The following is an excerpt from my article ‘The Witch, the Bean Feasa, and the Fairy Doctor in Irish Culture’ published in the Lughnasa/Samhain issue of Air n-Aithesc, a peer-reviewed CR journal available here: http://www.magcloud.com/browse/issue/779616?__r=486121

What is particularly worth noting though is the connection between Irish and Scottish witches and fairies, something that is shared with bean feasa and fairy doctors, as all three Irish folk magic practitioners are believed to gain their occult knowledge and some of their power from the Fair Folk. While the latter two use the knowledge they gain from the Other Crowd to heal or cure magical afflictions, the witch uses her fairy-given knowledge to harm. The witch knows how to use elfshot, and does so in ways that – according to the Scottish witch trial records anyway, which we must look to given the scarcity of Irish witch trials – seem to have been an attempt to use supernatural power where social power was lacking. What we find often in the Scottish trial records is socially marginalized women using fairy knowledge to curse or harm people in higher social classes or in positions of power (Hall, 2005). Often in these trial records we see witches confessing to making deals with or consorting with fairies, going to fairies for knowledge, and going to them to obtain elfshot (Hall, 2005). In the Irish we see witches, like fairies, taking the form of hares in order to steal milk from the cows and this may indicate another connection between the two (O hOgain, 1995).
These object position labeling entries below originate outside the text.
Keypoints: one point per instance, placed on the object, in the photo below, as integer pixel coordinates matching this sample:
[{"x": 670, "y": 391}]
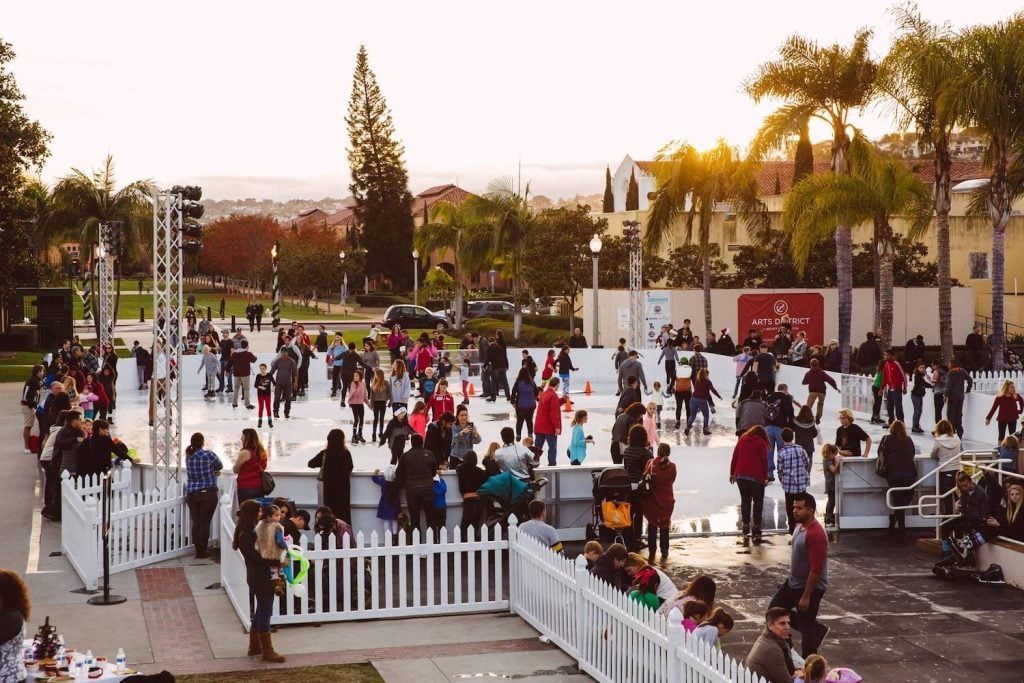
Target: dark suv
[
  {"x": 414, "y": 317},
  {"x": 501, "y": 310}
]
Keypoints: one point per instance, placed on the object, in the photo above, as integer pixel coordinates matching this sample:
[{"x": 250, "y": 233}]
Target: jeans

So similar was Irish witchcraft and fairy enchantment that one of the reasons to call in a fairy doctor was to ascertain which of the two was the source of ill luck or other magical problems so that the proper cure could be administered.

The terms bean feasa and fairy doctor are often used interchangeably and indeed there is at best a fine difference between the two. It is highly likely that the two terms, one in Irish one in English, originally were applied to a singular type of practitioner; however in the modern source material we do see a nuanced difference between how the two terms are used. The bean feasa is often called to find lost objects and discern through divination the cause and cure of ailments, from illness to butter failing to churn, whether the cause is mundane or magical (O Crualaoich, 2005). The fairy doctor, on the other hand, is called when fairy involvement is known or suspected, especially relating to afflictions caused by them, or when witchcraft is suspected, in order to discern the best cure (Wilde, 1991). The ban feasa was said to never teach her magic to others or preform her charms in front of people, while the fairy doctor could teach others, particularly passing her knowledge on to her child (Wilde, 1991; Locke, 2013). One might argue that the bean feasa is more of a general practitioner while the fairy doctor is a specialist, but both derive knowledge and power from their relationship with the Other Crowd.